Comparison of how one sample of each color were ranked by the human panel and our proposed quality features. The numbers shown in the center of each sample are the ranks assigned by the human assessment panel. The ordering from left to right corresponds to the method’s ranking.

For a quantitative evaluation of our method’s performance, we employ Spearman’s and Kendall rank correlation coefficients to compare our rankings to the human rankings. These correlation coefficients are summarized in Tables 2 and 3. As may be seen from the table all quality features perform decently with an average Spearman’s rank correlation coefficient above 0.5 and Kendall rank correlation coefficient slightly above 0.4. What is noteworthy is that the features perform well with different samples, indicating that they may be able to compliment one another. We have not investigated this further but will look into this in future work.

Table 2. This shows the Spearman’s rank correlation coefficient of each method compared with the human panels sort order, for the six sorts that the panel did. Higher values are better.
Table 3. This shows the Kendall rank correlation coefficient of each method compared with the human panels sort order, for the six sorts that the panel did. Higher values are better.

6 Discussion and Conclusion

We have in this paper demonstrated a method for automatically assessing the visual quality of injection moulded plastic surfaces. The approach is based on multispectral imaging in conjunction with MAF dimensionality reduction and proposes three different inhomogeneity measures for quantifying surface quality. All three methods are capable of correctly ranking according to a human panel with Spearman’s rank correlation coefficient above 0.5 on average and Kendall rank correlation above 0.4 on average. Generally the methods robustly identify the best and worst samples, whereas medium-range quality estimates are more uncertain. If only one of our variants should be picked we propose \(A_{avg}\), as this has the most, and highest, statistically significant rank correlation coefficients.

For future work, we will try to obtain absolute values for sample quality scores, in order to find a direct mapping from our feature scores to the current standard in human visual quality control.

Currently, our method only looks at inhomogeneities and does not consider whether the base color of the sample is within specifications. Future work could incorporate this nuance as well, as this too is an important part of the quality.

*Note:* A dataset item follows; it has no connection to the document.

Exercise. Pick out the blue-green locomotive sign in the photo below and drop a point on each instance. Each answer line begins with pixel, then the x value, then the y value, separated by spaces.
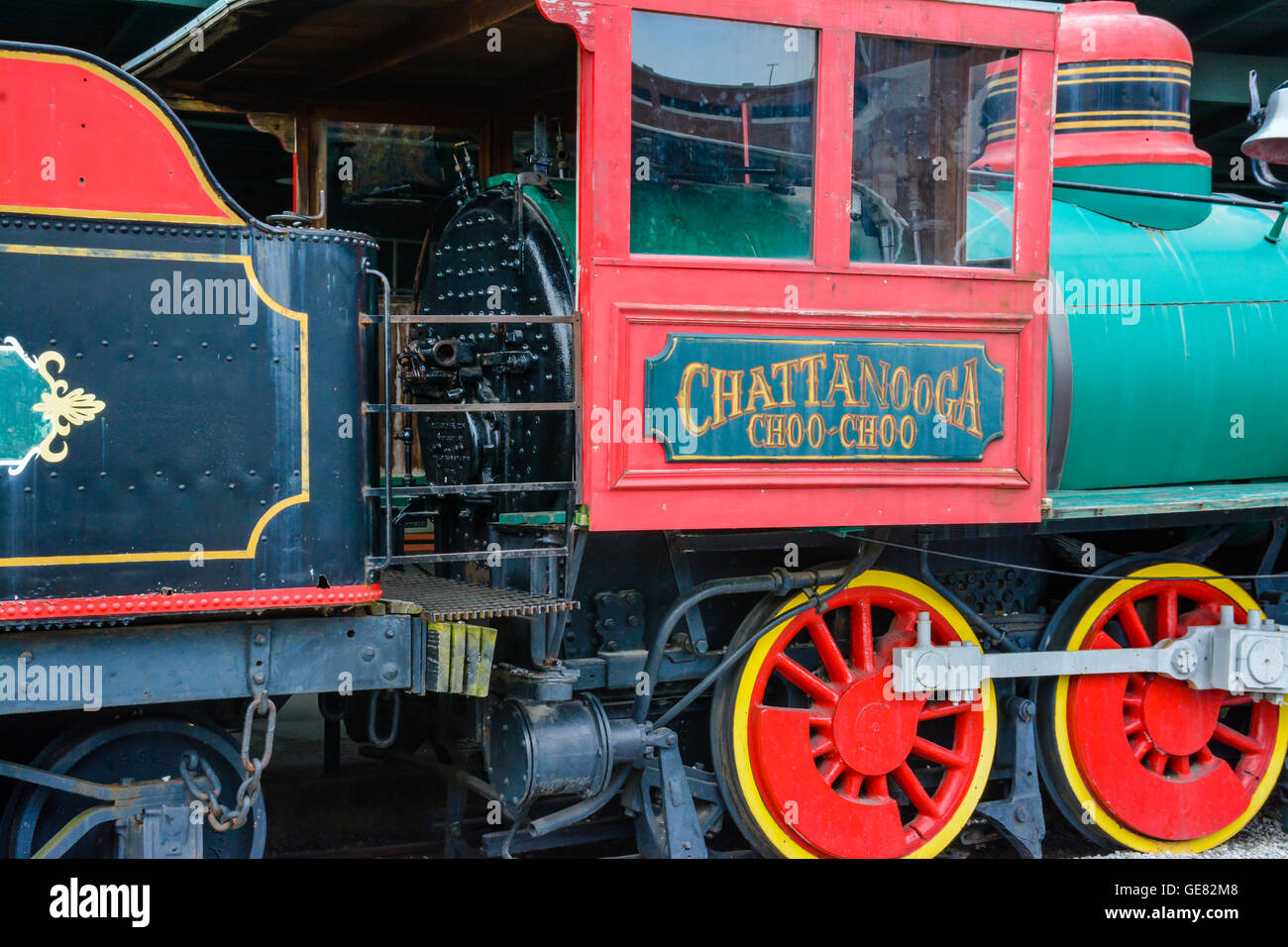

An interesting observation is that the proposed features work well on different material samples. This could indicate that even better overall ranking performance may be obtained by concatenating the features before predicting material quality. In addition using additional MAF components and/or extracting more than one range from the Fourier spectrum is subject for future research.